The broader issue of systemic risk is addressed by Nomura’s Benson, who pointed out that “the best risk management practices occur when the incentives are appropriate”.

That is not the case when the interests of shareholders and company managers are aligned to increase shareholder value — through vast dividend payouts, stock buy-backs, insane mergers, poor management practices — while neglecting other stakeholders. It encourages the taking of excessive risk. Hence people shouldn’t have been surprised that shareholders hadn’t been better “custodians” of their assets in the run-up to the crisis.
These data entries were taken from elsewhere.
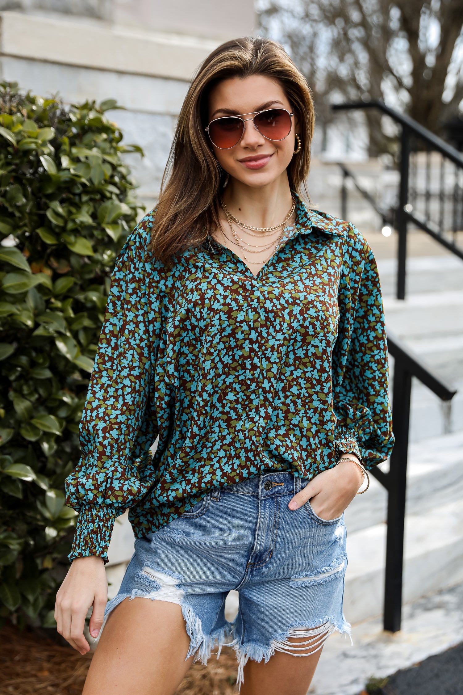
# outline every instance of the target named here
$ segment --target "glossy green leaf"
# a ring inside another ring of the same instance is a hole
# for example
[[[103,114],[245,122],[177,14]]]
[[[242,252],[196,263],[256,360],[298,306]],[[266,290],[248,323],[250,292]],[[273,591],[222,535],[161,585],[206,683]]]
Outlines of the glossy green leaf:
[[[11,477],[17,477],[27,482],[35,480],[35,473],[31,466],[26,466],[26,464],[12,464],[3,469],[3,473],[6,475],[10,475]]]
[[[102,183],[105,178],[105,172],[103,168],[103,165],[101,162],[96,162],[95,164],[92,165],[90,170],[90,179],[95,184],[95,186],[99,186]]]
[[[25,326],[27,326],[28,328],[33,328],[34,317],[31,309],[22,307],[18,311],[16,318],[22,323],[24,323]]]
[[[58,174],[58,167],[51,157],[49,157],[48,154],[42,154],[39,158],[43,164],[45,171],[48,172],[49,174]]]
[[[53,224],[57,224],[58,227],[64,226],[66,220],[64,218],[58,215],[58,213],[56,213],[53,208],[49,208],[45,214],[50,222],[52,222]]]
[[[14,434],[12,427],[0,427],[0,446],[9,442]]]
[[[56,347],[60,352],[72,361],[80,353],[78,345],[70,336],[60,336],[55,338]]]
[[[22,255],[19,249],[14,246],[0,246],[0,261],[6,261],[7,263],[20,268],[22,270],[31,272],[31,268],[26,259]]]
[[[53,286],[53,294],[64,294],[65,292],[67,292],[72,287],[75,281],[74,278],[69,276],[60,277]]]
[[[78,174],[78,176],[81,176],[83,179],[90,179],[92,168],[88,162],[79,162],[78,164],[72,167],[71,171],[73,174]]]
[[[34,482],[42,490],[48,490],[50,487],[50,481],[46,475],[42,475],[41,473],[37,473]]]
[[[19,434],[28,441],[37,441],[42,434],[42,430],[32,423],[24,423],[19,427]]]
[[[6,358],[9,357],[10,354],[12,354],[14,352],[14,345],[10,345],[8,343],[0,343],[0,361],[2,359],[6,359]]]
[[[37,320],[39,323],[47,324],[48,327],[60,333],[66,332],[66,322],[65,317],[60,312],[45,311],[40,316],[37,316]],[[35,334],[40,335],[37,332],[35,332]]]
[[[60,490],[47,490],[45,493],[45,504],[51,518],[56,519],[65,506],[65,496]]]
[[[137,202],[120,132],[95,104],[63,107],[4,83],[2,99],[10,106],[0,113],[10,131],[9,140],[0,134],[0,239],[11,235],[14,245],[0,245],[0,341],[11,352],[0,361],[0,455],[12,454],[0,456],[1,515],[12,530],[7,538],[0,523],[0,562],[9,563],[0,566],[0,582],[19,591],[18,621],[43,626],[45,615],[52,627],[53,611],[46,614],[61,575],[50,570],[66,562],[76,518],[63,504],[64,480],[81,455],[78,424],[109,278],[136,224]],[[99,210],[108,202],[103,225]],[[8,393],[17,394],[21,417]],[[28,468],[12,468],[18,465]],[[46,502],[50,490],[58,495]],[[0,621],[10,613],[0,601]]]
[[[12,550],[10,548],[0,548],[0,566],[6,566],[12,564],[17,557],[16,550]]]
[[[73,244],[66,244],[68,249],[80,256],[93,256],[92,244],[87,239],[79,237]]]
[[[12,313],[17,313],[19,309],[10,302],[0,302],[0,318],[2,316],[9,316]]]
[[[37,135],[39,132],[39,126],[37,123],[27,118],[22,123],[22,129],[31,137]]]
[[[51,432],[53,434],[61,434],[61,427],[53,415],[37,415],[31,420],[33,425],[44,432]]]
[[[104,229],[114,241],[119,241],[122,234],[122,227],[120,224],[105,224]]]
[[[49,379],[53,376],[51,372],[47,367],[34,367],[29,373],[34,379]]]
[[[34,409],[33,403],[19,393],[12,395],[13,407],[20,420],[28,420]]]
[[[57,444],[55,441],[54,434],[44,434],[40,438],[40,448],[47,457],[53,456],[56,451]]]
[[[19,271],[8,272],[2,280],[2,287],[6,292],[11,295],[27,292],[35,285],[46,284],[51,286],[51,279],[44,272],[37,272],[35,275]]]
[[[92,373],[93,370],[94,360],[90,359],[85,354],[80,354],[78,357],[76,357],[72,361],[74,364],[76,364],[78,367],[81,369],[83,369],[85,372],[88,372],[89,374]]]
[[[16,145],[16,138],[15,138],[15,136],[12,134],[11,131],[8,130],[6,128],[3,128],[3,126],[0,126],[0,135],[2,136],[5,140],[7,140],[8,142],[10,142],[11,145]]]
[[[11,495],[12,497],[17,497],[19,500],[22,499],[22,485],[21,484],[21,481],[18,480],[17,478],[3,476],[0,479],[0,489],[3,492],[6,492],[7,495]]]
[[[47,229],[46,227],[40,227],[35,231],[42,240],[44,241],[46,244],[53,245],[58,243],[58,239],[55,234],[52,231],[50,231],[49,229]]]
[[[0,584],[0,600],[10,611],[14,611],[21,603],[21,594],[15,584]]]
[[[41,142],[47,142],[55,137],[54,128],[40,128],[37,136]]]
[[[13,183],[7,189],[6,197],[12,205],[23,205],[26,202],[22,188],[18,183]]]

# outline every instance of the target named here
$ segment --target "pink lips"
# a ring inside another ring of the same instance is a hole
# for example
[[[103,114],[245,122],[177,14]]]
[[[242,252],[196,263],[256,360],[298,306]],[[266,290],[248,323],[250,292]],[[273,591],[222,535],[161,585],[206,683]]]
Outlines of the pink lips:
[[[240,159],[239,161],[246,169],[262,169],[269,163],[271,157],[271,154],[258,154],[255,157]]]

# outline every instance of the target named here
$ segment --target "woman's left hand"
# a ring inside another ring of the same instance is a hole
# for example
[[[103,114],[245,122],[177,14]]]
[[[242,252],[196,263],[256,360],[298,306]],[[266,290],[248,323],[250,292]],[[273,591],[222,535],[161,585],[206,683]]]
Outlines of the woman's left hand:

Bondholders need to have a greater influence, Benson argued — but they (correctly) took the view that governments would bail out the banks, so were happy to provide irresponsible amounts of leverage.

The key is to “take the taxpayer out of the equation”. This is now understood in the US and UK, so unsecured creditors will be compelled to take greater responsibility in the behaviour of banks they have lent to, for their own self-interest.

Meanwhile, despite the regulatory changes underway and the apparent elevation of risk management in the hierarchy of values at financial firms, life seems to continue as normal.

At the end of October, MF Global, a futures and options broker-dealer headed by Jon Corzine, former chairman of Goldman Sachs, became the eighth-biggest bankruptcy in US history. The firm, with $41 billion of assets, made a $6.3 billion bet on the recovery of European sovereign bonds, including those issued by Italy, Portugal and Spain. Corzine, who has so far avoided the perp walk reserved for more junior traders, had told the Financial Times last year: “We cannot go running 30-to-one leverage ratios. We need to manage risk.”

By the time it failed, MF Global’s leverage ratio apparently exceeded 30 to one. In addition, it seemed that $630 million of client funds couldn’t be found.

Corzine reportedly had ambitions to transform MF Global into a new Goldman Sachs; instead, he gambled in the old way, and sent the firm down thesame path as Lehman Brothers.